There’s a lot happening in this story, and while it’s a particularly egregious case of LLM misuse, it’s a great example of some missteps that happen all the time when adopting AI. If we could go back in time and play puppeteer, here are some things we’d change about this law firm’s approach.
When It Really Matters, Use AI With Guardrails
ChatGPT is kind of a “super search engine,” but it’s still prone to making things up. While it’s great to harness the power of an LLM, accuracy is paramount, especially when dealing with something as sensitive as a lawsuit.
An AI agent trained with retrieval augmented generation (RAG) is a great solution to this problem. RAG is a process for improving the output of an LLM-based tool by training it to reference a verified, authoritative knowledge base. In this situation, a law firm could train their agent (or whatever bot they’re using) to only source answers from a database of real case law (like Westlaw).
While there would still be a training process, RAG is a great start to ensuring that an LLM is producing accurate results.
Make Time to Double Check
ChatGPT failed in this case, but the humans failed too, and arguably in a bigger way. The attorney writing the filing should have checked case law, but his partner should have checked too. This is pretty obvious in hindsight, and it’s easy to make fun of their mistake. But double checking is sometimes easier said than done.

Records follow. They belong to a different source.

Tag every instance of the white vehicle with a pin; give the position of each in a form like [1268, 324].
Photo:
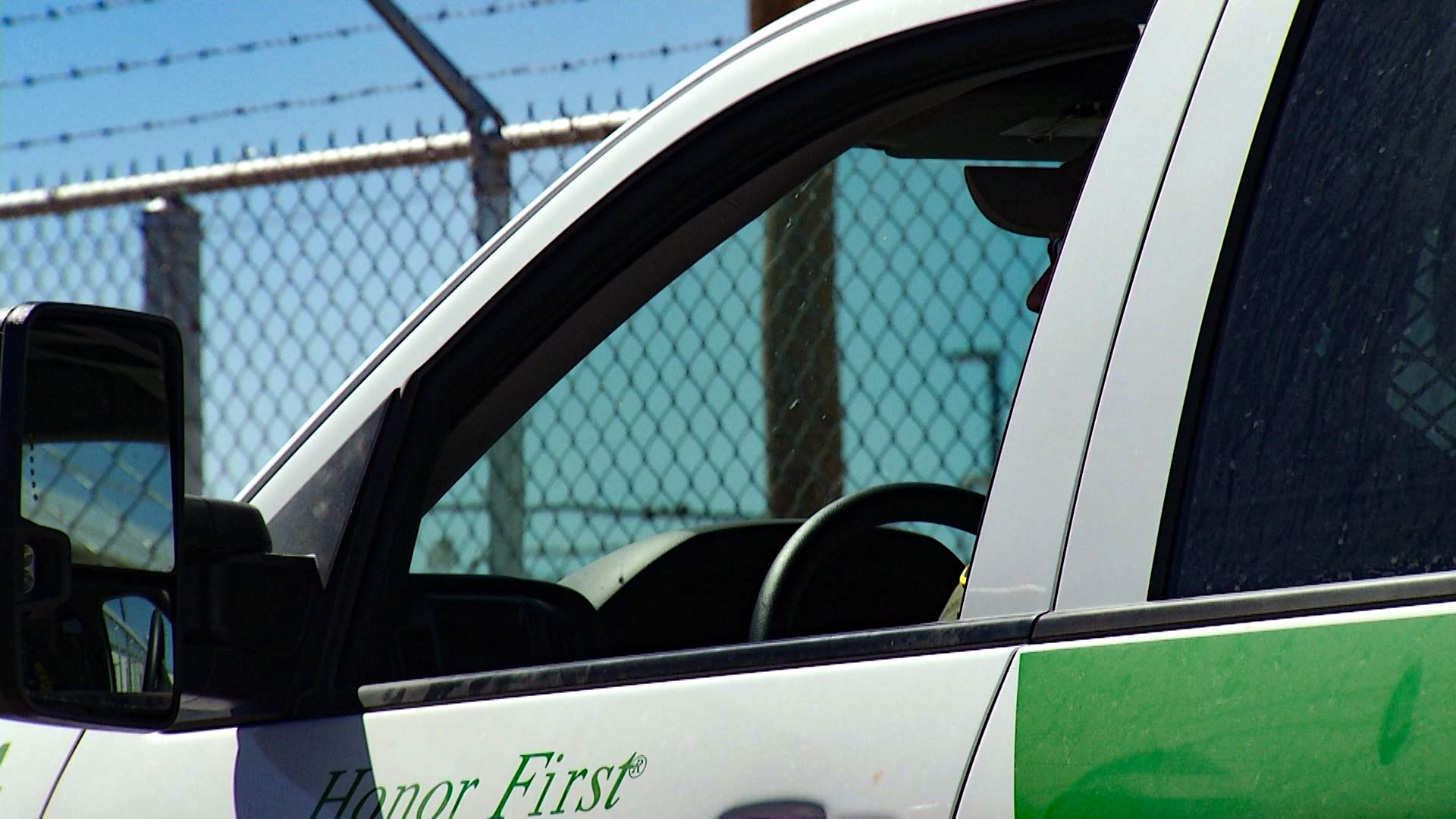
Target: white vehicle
[1212, 575]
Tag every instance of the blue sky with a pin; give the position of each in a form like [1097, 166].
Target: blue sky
[520, 34]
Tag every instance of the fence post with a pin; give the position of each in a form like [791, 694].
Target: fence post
[805, 468]
[506, 491]
[172, 286]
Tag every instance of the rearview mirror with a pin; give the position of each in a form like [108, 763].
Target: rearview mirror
[89, 500]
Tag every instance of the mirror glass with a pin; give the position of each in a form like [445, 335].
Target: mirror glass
[139, 634]
[96, 499]
[96, 452]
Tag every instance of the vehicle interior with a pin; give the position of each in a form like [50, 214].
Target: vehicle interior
[1018, 146]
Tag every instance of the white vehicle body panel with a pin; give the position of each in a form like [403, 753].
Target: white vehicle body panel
[710, 745]
[1120, 499]
[1019, 547]
[31, 761]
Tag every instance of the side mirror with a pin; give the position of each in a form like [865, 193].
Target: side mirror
[91, 490]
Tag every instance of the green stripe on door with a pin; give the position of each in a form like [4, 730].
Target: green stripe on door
[1329, 720]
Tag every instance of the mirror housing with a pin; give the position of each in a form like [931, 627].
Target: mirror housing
[91, 496]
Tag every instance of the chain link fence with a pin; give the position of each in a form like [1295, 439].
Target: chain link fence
[308, 261]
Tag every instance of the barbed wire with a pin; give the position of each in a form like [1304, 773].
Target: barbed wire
[239, 111]
[255, 46]
[61, 12]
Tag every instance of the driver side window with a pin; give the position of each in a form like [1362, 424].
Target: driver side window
[868, 328]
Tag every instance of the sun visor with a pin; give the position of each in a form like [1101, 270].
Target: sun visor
[1033, 202]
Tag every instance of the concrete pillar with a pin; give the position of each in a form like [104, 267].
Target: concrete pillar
[506, 491]
[172, 283]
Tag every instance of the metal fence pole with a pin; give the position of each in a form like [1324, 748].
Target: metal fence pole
[506, 490]
[172, 286]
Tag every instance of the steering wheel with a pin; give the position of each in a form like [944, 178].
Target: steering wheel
[813, 542]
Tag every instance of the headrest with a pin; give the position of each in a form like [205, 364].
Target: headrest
[1033, 202]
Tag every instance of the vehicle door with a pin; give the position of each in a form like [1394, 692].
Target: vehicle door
[544, 591]
[31, 761]
[1254, 611]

It’s important to assess the situations in which LLMs are used regularly. Are they used for basic, time-saving tasks? Or are workers turning to them because they don’t have adequate time to perform their own specialized tasks? Do teams have adequate time to double check, or are they working in a pressure cooker where they don’t have time to fully review? While we don’t know what working in this law firm is like, it’s easy to see how culture issues could create problems in other environments where LLMs are being used.
Implementing AI in a way that is useful, helpful, and functional requires careful attention to technical details, as well as the culture of the organization adopting it. Thinking through these challenges in advance is vital to avoiding fiascos like this one.